A few days prior to Saturday, she buys the paper and looks online to see where the garage sales will be held. I’ve discovered that Christine is not the only person who takes the sales seriously; even the sellers advertise well in advance. It’s definitely not a “let’s just put out our junk on a table today and see what happens” approach, but rather a strategically thought-out operation.
Using the tourist map of the area, Christine then flags all the addresses of the garage sales and creates an itinerary, so as to minimize pointless driving around, which equals lost time and less chance at finding real treasures.
The sales all begin at 8 a.m. sharp. The expectation is that, if you’re a serious garage-saler, you’ll be there at 8 a.m. sharp, too, and not a minute late. Sleeping in is not an option, but then it hasn’t been an option for me since the arrival of my first child, nearly three years ago.
Yesterday marked the first garage-sale experience of the year for me. I headed out with my sister, who’s visiting from the city, and another friend; neither had gone ‘garage-sale-ing’ before, though they might have checked a few out in the past. To leave the house early in the morning with the specific goal of touring local sales was a foreign experience for them, and they were quite amused by my excessive enthusiasm.
The first sale was a bust – more of a junk show than anything. At least I found a nice rug for $2.
The second sale was a treasure chest of spectacular finds. I found a six-person tent for camping that’s in perfect condition except for one little tear, a frame for my university diploma, a dictionary, and – most amazingly of all – a solid maple twin bed ($20).

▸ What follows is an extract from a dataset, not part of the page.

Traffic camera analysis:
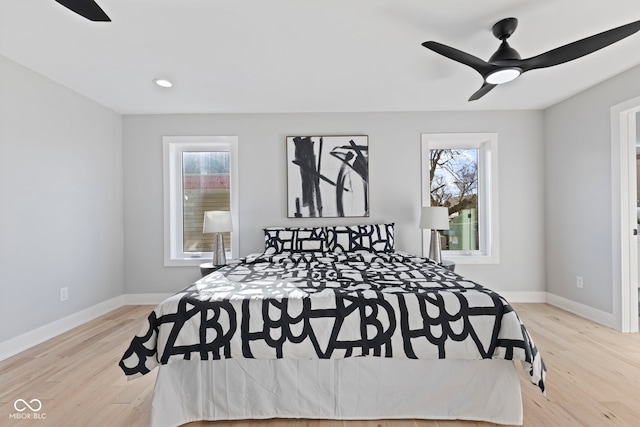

The third sale was okay – a mini muffin tin and watering can were the extent of my finds. I returned home by 9:30 a.m., having spent a little over $30 and feeling quite pleased with myself. My husband gave me the usual incredulous look that reads, “Seriously? You bought a tent? and a bed?” But I know he’ll thank me for it when we look at the cost of new maple beds and he discovers we’ve saved hundreds of dollars in the process.
True garage-saling ability takes time to develop, I’m realizing, and while I’m relatively new to the experience, I think I’m already developing a knack at sniffing out bargains.
How about you readers? Are garage sales popular where you live? What’s the most interesting purchase you’ve made at a garage sale?